Keywords: next generation sequencing (NGS), single nucleotide polymorphism (SNP), tomato
INTRODUCTION
Rapid progress in genome sequencing platforms, such as next-generation sequencing (NGS), provides much opportunity for developing DNA-based molecular markers (Davey et al., 2011; Shendure and Ji, 2008). Various molecular markers, including simple sequence repeats (SSR), random amplified polymorphic DNA (RAPD), and amplified fragment length polymorphisms (AFLP), have been developed for analysis of genetic diversity (Davey et al., 2011). Moreover, single nucleotide polymorphisms (SNPs) have been identified as powerful selection markers for use in genome-wide studies conducted after genome sequencing is completed (Altshuler et al., 2000).
These markers can be used routinely in crop breeding programs for such activities as genetic diversity analysis, cultivar identification, characterization of genetic resources, and association with agronomic traits (Edwards and Batley, 2010; Lu et al., 2012). In particular, SNPs represent the most frequent type of genetic polymorphism, and may provide high density of markers near a locus of interest (Edwards and Batley, 2010). They are finely resolved, highly stable and reliable, and compatible with ultra-high-throughput automation and detection. Often developed by re-sequencing a genome, a genome-wide set of SNPs is a valuable resource in genetic research and breeding (Davey et al., 2011).

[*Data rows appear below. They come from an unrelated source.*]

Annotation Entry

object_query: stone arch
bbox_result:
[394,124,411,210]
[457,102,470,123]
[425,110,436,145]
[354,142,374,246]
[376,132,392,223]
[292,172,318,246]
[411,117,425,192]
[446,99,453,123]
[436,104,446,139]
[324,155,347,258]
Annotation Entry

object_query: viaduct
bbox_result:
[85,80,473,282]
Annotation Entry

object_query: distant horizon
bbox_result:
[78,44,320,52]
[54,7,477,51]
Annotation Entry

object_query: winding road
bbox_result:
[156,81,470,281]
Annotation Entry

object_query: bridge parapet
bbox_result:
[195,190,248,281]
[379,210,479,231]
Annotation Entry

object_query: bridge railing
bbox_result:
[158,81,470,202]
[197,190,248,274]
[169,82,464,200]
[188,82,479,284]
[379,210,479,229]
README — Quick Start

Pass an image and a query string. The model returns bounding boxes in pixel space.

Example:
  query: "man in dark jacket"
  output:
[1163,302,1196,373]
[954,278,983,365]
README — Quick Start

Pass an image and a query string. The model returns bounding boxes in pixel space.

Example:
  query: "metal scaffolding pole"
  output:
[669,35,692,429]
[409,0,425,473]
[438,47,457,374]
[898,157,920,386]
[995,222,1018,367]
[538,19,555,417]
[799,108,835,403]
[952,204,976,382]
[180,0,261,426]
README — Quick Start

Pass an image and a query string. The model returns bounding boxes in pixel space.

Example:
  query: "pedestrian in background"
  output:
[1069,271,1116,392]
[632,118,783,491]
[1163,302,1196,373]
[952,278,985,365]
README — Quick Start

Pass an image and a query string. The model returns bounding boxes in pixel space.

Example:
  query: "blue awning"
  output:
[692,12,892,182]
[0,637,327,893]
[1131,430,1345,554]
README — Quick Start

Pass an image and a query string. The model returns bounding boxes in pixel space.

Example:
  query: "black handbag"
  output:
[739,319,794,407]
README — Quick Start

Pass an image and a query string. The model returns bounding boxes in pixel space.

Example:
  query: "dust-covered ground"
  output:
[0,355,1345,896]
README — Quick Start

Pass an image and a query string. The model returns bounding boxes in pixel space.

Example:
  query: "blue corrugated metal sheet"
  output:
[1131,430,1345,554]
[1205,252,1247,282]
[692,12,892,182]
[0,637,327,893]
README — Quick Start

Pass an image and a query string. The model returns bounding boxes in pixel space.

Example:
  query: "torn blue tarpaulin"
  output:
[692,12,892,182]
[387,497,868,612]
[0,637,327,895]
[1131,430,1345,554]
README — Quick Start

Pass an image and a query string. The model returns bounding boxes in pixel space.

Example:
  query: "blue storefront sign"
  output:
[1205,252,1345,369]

Using NGS technologies, genome-wide SNPs have been discovered in many organisms, including several crop species, such as maize (Barbazuk et al., 2007), rice (McNally et al., 2009), sugarcane (Bundock et al., 2009), soybean (Hyten et al., 2010), durum wheat (Trebbi et al., 2011), and potato (Hamilton et al., 2011). Recently, many transcriptome analyses using NGS platforms have been reported for various crops such as chickpea (Agarwal et al., 2012) and tomato (Hamilton et al., 2012). The sequencing material for genome-wide SNPs discovery is typically selecting resequencing and transcriptome data (Trick et al., 2009).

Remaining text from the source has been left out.